重いリュックをかついだまま、呆然と立っているところへ、
「また、やられたか」
重々しい声がした。
「委員長!」
「ゆゆしき事態だな」
小柄でベリーショート、いかつい黒ぶち眼鏡をかけた、3年A組沖仲莉子――みらのが所属する環境美化委員会の委員長は、長身をそらし、腕組みをしてうなった。
彼女の背後では、銀色に輝く板札鎧を着て兜をかぶり、剣をさげたローマ軍団兵が、彼女とまったく同じ顔、同じ姿勢でうなっている。
みらののとなりに盾と槍を手にして立ったスパルタ人は、じろりとそちらを見たが、すぐに視線を戻して、相手に興味のないふうを示した。
「これで二度目。しかも、同じ場所だ。金曜に、新しい苗に植え替えたばかりなのに」
「本当ですね……」
みらのと莉子、スパルタ人とローマ軍団兵が見下ろしているのは、正門横の花壇だった。
腰ほどの高さのある石造りの花壇に、季節の花々が植えられている。
今の顔触れは、色とりどりのビオラだ。
中心がはちみつ色に茶色のぶち模様、外側は黄色に淡くむらさきをぼかしたようなニュアンスカラーの花弁をもつもの。

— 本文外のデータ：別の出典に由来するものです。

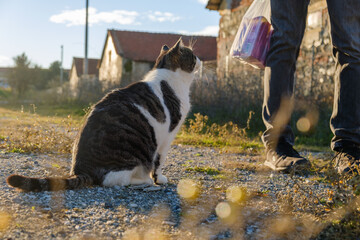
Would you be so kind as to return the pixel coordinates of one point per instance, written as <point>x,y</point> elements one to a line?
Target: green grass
<point>206,170</point>
<point>4,93</point>
<point>59,110</point>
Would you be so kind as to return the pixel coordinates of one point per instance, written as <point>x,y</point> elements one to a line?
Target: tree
<point>20,76</point>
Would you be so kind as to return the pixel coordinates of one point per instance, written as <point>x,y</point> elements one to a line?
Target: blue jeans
<point>289,20</point>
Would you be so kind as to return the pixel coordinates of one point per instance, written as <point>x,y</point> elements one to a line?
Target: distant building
<point>127,56</point>
<point>4,75</point>
<point>77,71</point>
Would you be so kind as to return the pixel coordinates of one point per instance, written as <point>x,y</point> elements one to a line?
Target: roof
<point>92,66</point>
<point>145,46</point>
<point>230,4</point>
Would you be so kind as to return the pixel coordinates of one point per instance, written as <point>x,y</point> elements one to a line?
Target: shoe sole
<point>279,169</point>
<point>299,167</point>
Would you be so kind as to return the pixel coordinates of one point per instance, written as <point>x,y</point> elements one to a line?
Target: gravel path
<point>277,205</point>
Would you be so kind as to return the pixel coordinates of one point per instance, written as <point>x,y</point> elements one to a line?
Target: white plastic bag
<point>252,40</point>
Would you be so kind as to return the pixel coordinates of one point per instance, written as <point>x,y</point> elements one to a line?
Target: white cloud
<point>207,31</point>
<point>77,17</point>
<point>5,61</point>
<point>203,1</point>
<point>162,17</point>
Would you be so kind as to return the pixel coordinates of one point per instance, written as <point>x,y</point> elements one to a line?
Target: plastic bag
<point>252,40</point>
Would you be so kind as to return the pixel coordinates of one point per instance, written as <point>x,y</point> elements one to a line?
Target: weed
<point>207,170</point>
<point>16,150</point>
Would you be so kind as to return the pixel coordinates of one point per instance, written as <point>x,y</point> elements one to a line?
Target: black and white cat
<point>128,133</point>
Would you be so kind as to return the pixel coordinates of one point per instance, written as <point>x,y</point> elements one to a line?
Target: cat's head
<point>177,57</point>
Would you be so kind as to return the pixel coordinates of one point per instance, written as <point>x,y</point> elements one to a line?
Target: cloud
<point>162,17</point>
<point>207,31</point>
<point>203,1</point>
<point>77,17</point>
<point>5,61</point>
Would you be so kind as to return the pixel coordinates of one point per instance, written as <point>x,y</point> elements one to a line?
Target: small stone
<point>133,205</point>
<point>152,189</point>
<point>169,223</point>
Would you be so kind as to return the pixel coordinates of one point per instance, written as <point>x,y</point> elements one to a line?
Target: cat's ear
<point>177,46</point>
<point>164,48</point>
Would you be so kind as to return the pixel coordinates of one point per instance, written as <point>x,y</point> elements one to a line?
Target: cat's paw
<point>161,179</point>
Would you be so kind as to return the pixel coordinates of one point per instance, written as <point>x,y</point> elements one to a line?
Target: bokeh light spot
<point>188,189</point>
<point>223,210</point>
<point>303,124</point>
<point>236,194</point>
<point>5,220</point>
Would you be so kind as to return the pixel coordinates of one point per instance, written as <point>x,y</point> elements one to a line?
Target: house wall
<point>74,81</point>
<point>140,69</point>
<point>4,78</point>
<point>110,70</point>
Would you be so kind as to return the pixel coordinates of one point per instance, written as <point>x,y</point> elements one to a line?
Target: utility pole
<point>86,39</point>
<point>61,63</point>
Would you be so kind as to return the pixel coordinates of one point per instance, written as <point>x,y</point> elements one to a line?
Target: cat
<point>126,137</point>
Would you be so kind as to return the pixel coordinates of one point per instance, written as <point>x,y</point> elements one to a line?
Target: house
<point>127,55</point>
<point>4,75</point>
<point>76,74</point>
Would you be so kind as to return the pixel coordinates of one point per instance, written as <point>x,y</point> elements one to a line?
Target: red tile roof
<point>145,46</point>
<point>92,66</point>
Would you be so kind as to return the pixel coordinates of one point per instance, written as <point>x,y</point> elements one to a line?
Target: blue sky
<point>40,27</point>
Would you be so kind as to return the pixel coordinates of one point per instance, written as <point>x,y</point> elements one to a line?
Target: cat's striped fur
<point>126,136</point>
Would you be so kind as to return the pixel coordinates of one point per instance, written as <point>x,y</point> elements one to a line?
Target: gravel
<point>158,212</point>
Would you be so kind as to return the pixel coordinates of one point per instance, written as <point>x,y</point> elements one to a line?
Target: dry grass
<point>30,132</point>
<point>336,216</point>
<point>229,137</point>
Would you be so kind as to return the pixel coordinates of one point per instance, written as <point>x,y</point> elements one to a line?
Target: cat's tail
<point>49,184</point>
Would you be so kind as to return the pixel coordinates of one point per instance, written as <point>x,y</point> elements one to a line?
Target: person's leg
<point>288,19</point>
<point>345,119</point>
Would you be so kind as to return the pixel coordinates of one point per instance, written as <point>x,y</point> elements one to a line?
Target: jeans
<point>289,20</point>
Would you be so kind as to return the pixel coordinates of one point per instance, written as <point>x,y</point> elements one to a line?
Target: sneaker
<point>285,158</point>
<point>347,161</point>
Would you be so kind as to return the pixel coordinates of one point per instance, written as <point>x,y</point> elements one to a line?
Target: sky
<point>38,28</point>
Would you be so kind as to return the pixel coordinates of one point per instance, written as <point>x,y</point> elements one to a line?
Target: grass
<point>24,132</point>
<point>52,129</point>
<point>206,170</point>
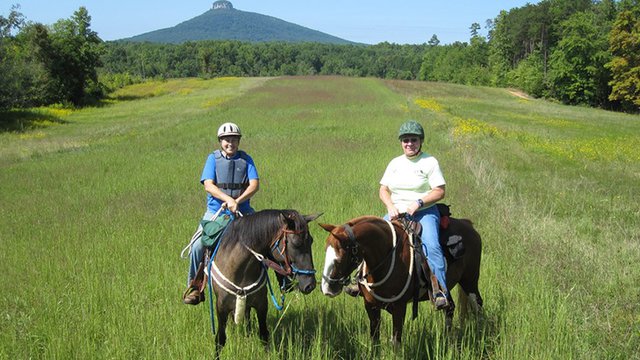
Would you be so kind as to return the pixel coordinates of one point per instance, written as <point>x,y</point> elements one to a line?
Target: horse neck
<point>237,263</point>
<point>374,238</point>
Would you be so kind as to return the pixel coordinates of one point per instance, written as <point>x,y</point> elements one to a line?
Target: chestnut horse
<point>279,239</point>
<point>388,278</point>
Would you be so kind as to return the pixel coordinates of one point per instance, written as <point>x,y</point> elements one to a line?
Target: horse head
<point>342,257</point>
<point>294,249</point>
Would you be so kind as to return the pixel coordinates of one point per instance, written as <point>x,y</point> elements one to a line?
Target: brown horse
<point>388,278</point>
<point>279,239</point>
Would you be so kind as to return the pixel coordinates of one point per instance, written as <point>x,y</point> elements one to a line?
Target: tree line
<point>579,52</point>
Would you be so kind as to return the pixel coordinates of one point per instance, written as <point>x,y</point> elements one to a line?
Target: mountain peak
<point>222,5</point>
<point>224,22</point>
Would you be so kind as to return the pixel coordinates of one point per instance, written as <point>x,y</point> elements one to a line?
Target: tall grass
<point>95,211</point>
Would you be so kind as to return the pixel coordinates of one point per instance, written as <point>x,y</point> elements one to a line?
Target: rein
<point>361,279</point>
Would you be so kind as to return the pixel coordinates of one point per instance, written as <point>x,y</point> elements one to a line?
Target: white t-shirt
<point>411,179</point>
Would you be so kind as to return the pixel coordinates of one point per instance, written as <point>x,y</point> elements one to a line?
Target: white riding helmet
<point>228,129</point>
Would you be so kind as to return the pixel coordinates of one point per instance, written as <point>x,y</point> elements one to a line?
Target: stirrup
<point>440,301</point>
<point>192,296</point>
<point>352,290</point>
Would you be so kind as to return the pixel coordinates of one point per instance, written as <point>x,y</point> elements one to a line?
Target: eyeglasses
<point>230,138</point>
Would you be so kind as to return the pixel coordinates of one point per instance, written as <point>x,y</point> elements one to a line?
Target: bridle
<point>282,264</point>
<point>279,252</point>
<point>362,278</point>
<point>353,250</point>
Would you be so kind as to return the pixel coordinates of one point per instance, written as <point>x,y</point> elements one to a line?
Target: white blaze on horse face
<point>329,261</point>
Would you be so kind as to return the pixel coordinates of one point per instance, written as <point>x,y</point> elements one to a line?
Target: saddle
<point>451,244</point>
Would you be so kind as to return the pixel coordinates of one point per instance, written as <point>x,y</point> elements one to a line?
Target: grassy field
<point>96,205</point>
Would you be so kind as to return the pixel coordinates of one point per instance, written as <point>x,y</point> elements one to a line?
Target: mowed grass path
<point>94,213</point>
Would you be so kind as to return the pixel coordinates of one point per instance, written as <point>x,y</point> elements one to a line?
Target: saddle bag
<point>212,230</point>
<point>449,241</point>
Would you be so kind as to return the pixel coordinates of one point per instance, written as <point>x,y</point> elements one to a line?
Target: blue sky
<point>370,22</point>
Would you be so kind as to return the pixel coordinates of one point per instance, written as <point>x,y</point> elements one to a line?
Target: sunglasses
<point>230,138</point>
<point>408,140</point>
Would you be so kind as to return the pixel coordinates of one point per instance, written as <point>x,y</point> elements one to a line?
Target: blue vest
<point>231,174</point>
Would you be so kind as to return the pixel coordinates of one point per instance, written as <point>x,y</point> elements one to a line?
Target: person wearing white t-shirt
<point>413,183</point>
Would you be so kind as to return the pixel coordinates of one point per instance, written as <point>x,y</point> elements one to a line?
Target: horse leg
<point>261,311</point>
<point>448,315</point>
<point>374,322</point>
<point>398,314</point>
<point>221,336</point>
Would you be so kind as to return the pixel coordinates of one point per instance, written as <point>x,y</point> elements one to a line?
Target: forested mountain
<point>579,52</point>
<point>223,22</point>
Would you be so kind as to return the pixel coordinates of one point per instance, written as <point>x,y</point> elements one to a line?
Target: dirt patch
<point>519,94</point>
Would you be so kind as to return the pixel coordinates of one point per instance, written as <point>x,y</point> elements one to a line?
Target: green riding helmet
<point>411,127</point>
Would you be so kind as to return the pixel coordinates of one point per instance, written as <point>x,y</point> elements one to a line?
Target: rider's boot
<point>192,296</point>
<point>438,296</point>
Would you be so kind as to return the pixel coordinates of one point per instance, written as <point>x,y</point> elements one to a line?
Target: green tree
<point>434,41</point>
<point>474,28</point>
<point>71,54</point>
<point>10,64</point>
<point>624,44</point>
<point>577,74</point>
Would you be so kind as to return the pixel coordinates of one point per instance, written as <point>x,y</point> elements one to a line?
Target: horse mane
<point>259,229</point>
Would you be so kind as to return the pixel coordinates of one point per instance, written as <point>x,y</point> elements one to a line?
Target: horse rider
<point>413,183</point>
<point>230,179</point>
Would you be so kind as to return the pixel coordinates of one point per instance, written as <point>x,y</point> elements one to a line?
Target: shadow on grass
<point>23,120</point>
<point>472,338</point>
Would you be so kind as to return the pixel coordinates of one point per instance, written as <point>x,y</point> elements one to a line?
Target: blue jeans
<point>429,218</point>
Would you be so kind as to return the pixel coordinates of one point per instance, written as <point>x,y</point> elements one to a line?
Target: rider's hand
<point>232,205</point>
<point>393,212</point>
<point>413,208</point>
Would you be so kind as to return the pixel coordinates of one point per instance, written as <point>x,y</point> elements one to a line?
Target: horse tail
<point>241,306</point>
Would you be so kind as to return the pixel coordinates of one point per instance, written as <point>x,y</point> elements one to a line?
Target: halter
<point>281,256</point>
<point>353,249</point>
<point>361,279</point>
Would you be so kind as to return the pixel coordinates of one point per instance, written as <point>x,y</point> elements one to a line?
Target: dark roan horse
<point>278,239</point>
<point>388,280</point>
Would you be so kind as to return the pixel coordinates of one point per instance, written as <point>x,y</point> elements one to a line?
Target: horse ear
<point>327,227</point>
<point>310,218</point>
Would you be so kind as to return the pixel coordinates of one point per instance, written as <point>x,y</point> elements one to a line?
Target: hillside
<point>232,24</point>
<point>97,205</point>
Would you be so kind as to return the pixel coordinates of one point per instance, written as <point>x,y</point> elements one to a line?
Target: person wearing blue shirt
<point>230,179</point>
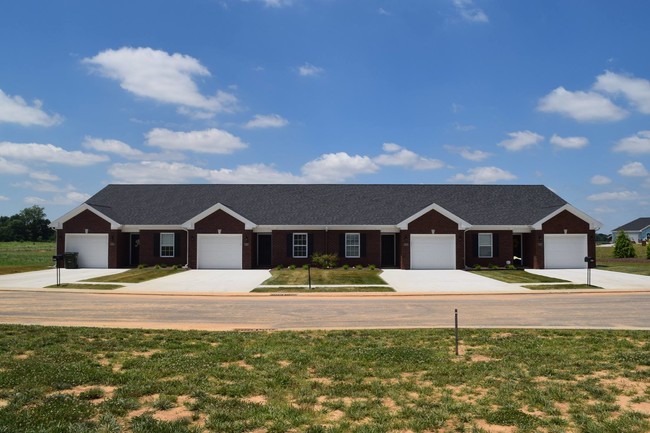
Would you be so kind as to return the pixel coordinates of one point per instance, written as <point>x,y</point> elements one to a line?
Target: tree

全体に濃いむらさき色だが、花の中央少し下の部分にだけ黄色が入っているもの。
5枚の花弁のうち、上の2枚が薄むらさきで、下の3枚がレモンイエローのもの。
花全体が明るい黄色のもの。
「いったい誰が、こんなことするんでしょう」
眉をぎゅっと寄せてみらのが見下ろした花壇のふち近く、ちょうど濃いむらさき色のビオラが植えられているあたりが、何者かに踏みつけられたようになっていた。
いや、踏みつけられたにしては広い範囲が、均一につぶされている。
誰かが、上から荷物でも置いたような感じだ。
押しつぶされたビオラは、茎がいたんだためか、葉もしおれて全体がしなび、もはやとても助かりそうになかった。
一度目と、まったく同じ状態である。
莉子は、ふだんからやや険しい表情を、ますます険しくして、
「金曜に私が帰るときには、何事もなかった。やられたのは、間違いなくこの土日だ」
と言った。
「はい、私も、金曜に下校するとき、無事なのを見ました」
「そうだろう。やっぱり土日だ。生徒のだれかの悪質ないたずらかと思ったが、こうなると、外部の人間のしわざという可能性も高いな」
「ここは門の外ですから、通行人の誰でも、やろうと思えばできますもんね……でも、どうして、こんなことを」
「むう。とにかく、今は時間がない。いったん教室に入ろう。あとで、私から日高先生に相談しておく。必要とあらば警察に連絡していただくことも考えよう」
「はい」
みらのと莉子委員長は、足早にそれぞれの教室に向かった。
みらのがちらりと振り向くと、スパルタ人とローマ軍団兵は正門のところにたたずんだまま、じっとにらみ合っていた。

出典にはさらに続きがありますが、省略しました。